While West Virginia's school consolidation did build new facilities in the 1990s, it didn't save money or improve student achievement, according to a study that will be released this week by Challenge WV.

The report says even though more than 200 schools were closed and student enrollment dropped by 34,000 students, West Virginia increased education spending more than any state in the nation during the past decade.

School consolidation has primarily been driven by former State Senator Lloyd Jackson, now a member of the state board and a candidate for governor.

"The state's primary education policy has been a failure, in terms of student achievement and securing financial savings," said Cynthia Reeves, PHD, a North Carolina consultant who wrote the report after analyzing West Virginia school finance data and student test scores.

Challenge West Virginia presented the study to legislators this week. The group is supporting bills introduced by Gov. Bob Wise that would shorten bus times and promote small schools.

In her report, Reeves cites a 2001 national study on student achievement that looked at fourth- and eighth-grade student scores on a national exam and ACT college entrance exam marks.

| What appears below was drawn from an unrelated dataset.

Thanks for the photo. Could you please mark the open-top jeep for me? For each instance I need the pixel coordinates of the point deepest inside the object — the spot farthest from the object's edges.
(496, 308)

Seventy-six more central-office administrators worked in the state in 2000 than in 1990, the study found. "It is students and education that is getting walked on," said Linda Martin, Coordinator of Challenge WV.

State schools Deputy Superintendent Steve Paine noted that West Virginia still has many small schools, despite consolidation.

Reeves' 30-page report titled "A Decade of Consolidation: Where Are the Savings?" notes that West Virginia teachers received only a 5 percent raise, when adjusted for inflation during the 1990s.

Reeves suggests that West Virginia could have improved education by giving teachers raises, since many studies have linked student achievement to quality teaching.

West Virginia teacher salaries rank 41st in the nation.

"It's teachers who make for a quality education," Martin said. "We don't mind increasing spending on education. But it's how you spend the money."

School transportation costs soared during the 1990s, even though fewer students rode on buses, the study notes.

Surprisingly, building operation and maintenance costs also rose, despite closing schools.

School officials had promised that consolidating schools would lower maintenance and utility costs.

Reeves said the state could save money by providing incentives for counties to reduce transportation costs. Reeves said the counties should require bus drivers to work an 8-hour day if they receive full-time wages.

The state should consider setting up more "distance-learning" programs, which are cheaper than building new schools, Reeves said, a proposal long suggested by Challenge WV.

Martin said Reeves plans to testify in a lawsuit challenging a high school consolidation in Lincoln County, where many students will be required to ride the bus for more than one and one-half hour.